Using never before translated writings, literary sources, and family archives, Peter Zinoman meticulously traces life and works of Vu Trong Phung (1912-1939), one of Vietnam’s most prolific and controversial modernist writers of the twentieth century. Through the intellectual history of Vu Trong Phung, Zinoman reveals the dynamics of intellectual life and publication in late colonial society as well as the cultural politics of post-colonial censorship through Phung’s enduring reputation. Zinoman argues that Phung was a ‘late colonial republican’—a term coined by Zinoman to characterize Phung’s inchoate combination of anti-communism, anti-capitalism, and anti-colonialism in his writings, a commitment to free speech and rule of law, and the experience of localized republican politics in colonial Vietnam. Anticommuism republicanism denounced the totalitarianism of Leninism and Stalinism as antidemocratic. Zinoman situates Phung’s ‘republicanism’ within the context of Third Republic French policies in the colonies (by Governor General Albert Sarraut, Alexander Varenne, and Jules Brevie) to develop Franco-Vietnamese schools, economic development, and a policy of political association for Vietnamese gradual independence. Yet, Zinoman also argues that the ‘republican’ rhetoric did not manifest into political action and social change in colonial Vietnam.

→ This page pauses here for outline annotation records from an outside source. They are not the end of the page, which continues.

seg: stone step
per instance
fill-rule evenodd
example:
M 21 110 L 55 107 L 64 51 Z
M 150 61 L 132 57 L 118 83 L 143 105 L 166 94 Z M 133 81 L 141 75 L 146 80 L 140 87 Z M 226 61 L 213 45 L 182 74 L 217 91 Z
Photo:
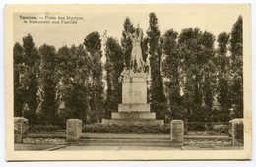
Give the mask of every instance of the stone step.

Most importantly Zinoman’s contributes a complex understanding of modernity in his examination of Phung’s filtered, anachronistic literary engagements with nineteenth century romantic French literature (Emile Zola, Andre Gide) and social sciences (Emile Durkheim and Sigmund Freud). From satire to reportage, the topics of Phung’s works covered the underbelly of colonial urbanism and capitalism including criminals, prostitutes, corrupt authorities, and beggars. Phung’s works included “The Industry of Marrying Europeans,” “Venereal Disease Clinic”, and “Dumb Luck.” Furthermore, Zinoman explains Phung’s fixation with sexuality and sex as a way of critiquing colonial capitalism, Vietnamese moral values, and society at large. Yet at the same time, Phung’s ambivalent and at times conservative position on women and sexuality, seem to undermine the simple categorization of Phung as ‘progressive’ republican. In the final chapter Zinoman traces the complex afterlife of the literary figure Phung through to the present. The political classification of Phung’s work reflects the changing cultural politics of Vietnam—critiqued as a deviant pornographer during his lifetime, denounced as a dangerous political revolutionary by the DRV, recovered and then banned in the 1958 Nhân Văn Giai Phẩm movement, and then rehabilitated in the Renovation reforms of the 1980s.
Historiography: Through this analysis of the politically ambiguous and culturally eclectic modernist writer Vu Trong Phung, Vietnamese Colonial Republican complicates understandings of (1) colonial modernity and (2) the over-worn political categories of nationalism, anti-colonialism, communism, and collaboration. Some scholars have questioned if the category of ‘republican’ adequately characterizes Phung’s ambivalent political platform, particularly since Phung self-identified as a literary ‘realist.’ Instead, the question is if these eclectic political-cultural views were representative of a large group of Vietnamese and French intellectuals in the late colonial period. Similarly, other scholars have questioned Phung’s conservative and nostalgic outlook in his work that undermine Zinoman’s casting of Phung as a ‘liberal’ Republican.